My husband can usually be relied upon to tell me although, because he is four years younger than me, he does love to tease and put an extra couple of years on. I know I was born in 1964, but somehow this year I came around to thinking I was 55, because I’ve been calling myself 54 since about two weeks after my 53rd birthday.

I really do think that perhaps it’s time to dispense with birthdays altogether and I’m starting to understand those women who simply pick a number and stick with it.

I always thought that was vanity, but maybe it’s just boredom with the whole business of birthdays and the tedious ploughing forward that getting older brings.

There is no good news in ageing, but I’m glad I’m the age I am, because I have a good deal more sense than I had when I was younger.

I’m better able to stand up for myself and I’ve lost that ambition to acquire things that I think will make me appear more important than I am or feel happier in myself — like a posh house, or a designer handbag, or a book award. There is great freedom in the passing of time teaching one that sometimes dreams don’t come true. Frankly, that’s a relief. I can relax and enjoy what I have actually got. At last.

‘You don’t look 54,’ people tell me. Telling women that they don’t look their age after they hit 50 is supposed to be a compliment, but it’s actually a depressing prediction.

If I don’t look it now, sooner or later I will, and does 54 really look so bad we have to lie about it?

I was so afraid of turning 50. I remember tangibly fearing things slipping away; my looks, my health, my children.
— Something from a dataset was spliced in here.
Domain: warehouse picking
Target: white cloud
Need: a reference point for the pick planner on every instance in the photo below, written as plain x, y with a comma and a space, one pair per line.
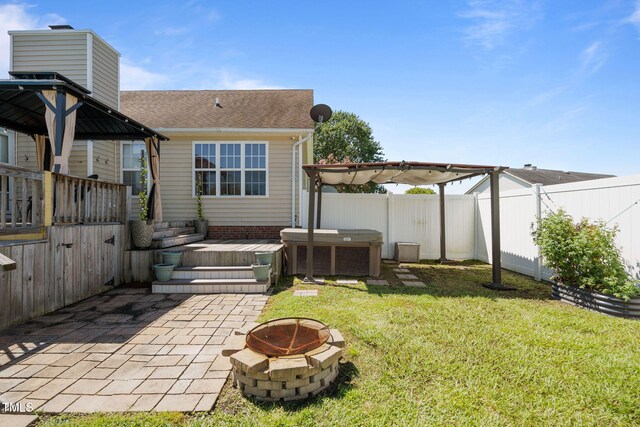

I didn’t want things to change, to keep moving so fast.

I could not have imagined that I was going to be diagnosed with ADHD and find myself in the position of redefining myself utterly in my fifth decade.

I thought I knew myself so well — that I enjoyed a rare level of self-awareness so nothing could phase me. Yet now I find myself rewriting the history of my life to fit this new definition.

I am, and have been all my life, neurologic­ally atypical. My diagnosis has flung me forward into changing in a way I could never have seen coming. It has shown me how the unpredicta­bility I most fear can bring joy as well as hardship.

JUST four years ago I was fielding ageist rubbish, arguing ‘50 is not the new 30, 50 is 50. Why can’t I just be 50 and be OK with it?’

Now, the numbers matter less. Time is taking its toll on my body — arthritis, osteoporos­is — I even wear a hearing aid. I can’t say I like that, because I don’t. I would much prefer to be in my 21-year-old body than this one.

But not, for all the money in the whole world, would I be taken back to a time when I was confused and felt different from everyone else.

I spent all of my life trying really hard to make a life. I did it, but it was hard. Harder than it was for most people.

It took until my 53rd year for me to receive an explanatio­n.

Until this year, I knew I had the tools I needed for a great life — a family and work I love. I just felt I hadn’t read the instructio­ns properly. Finally, this year, someone gave me a manual — in English. And it’s the best birthday present ever.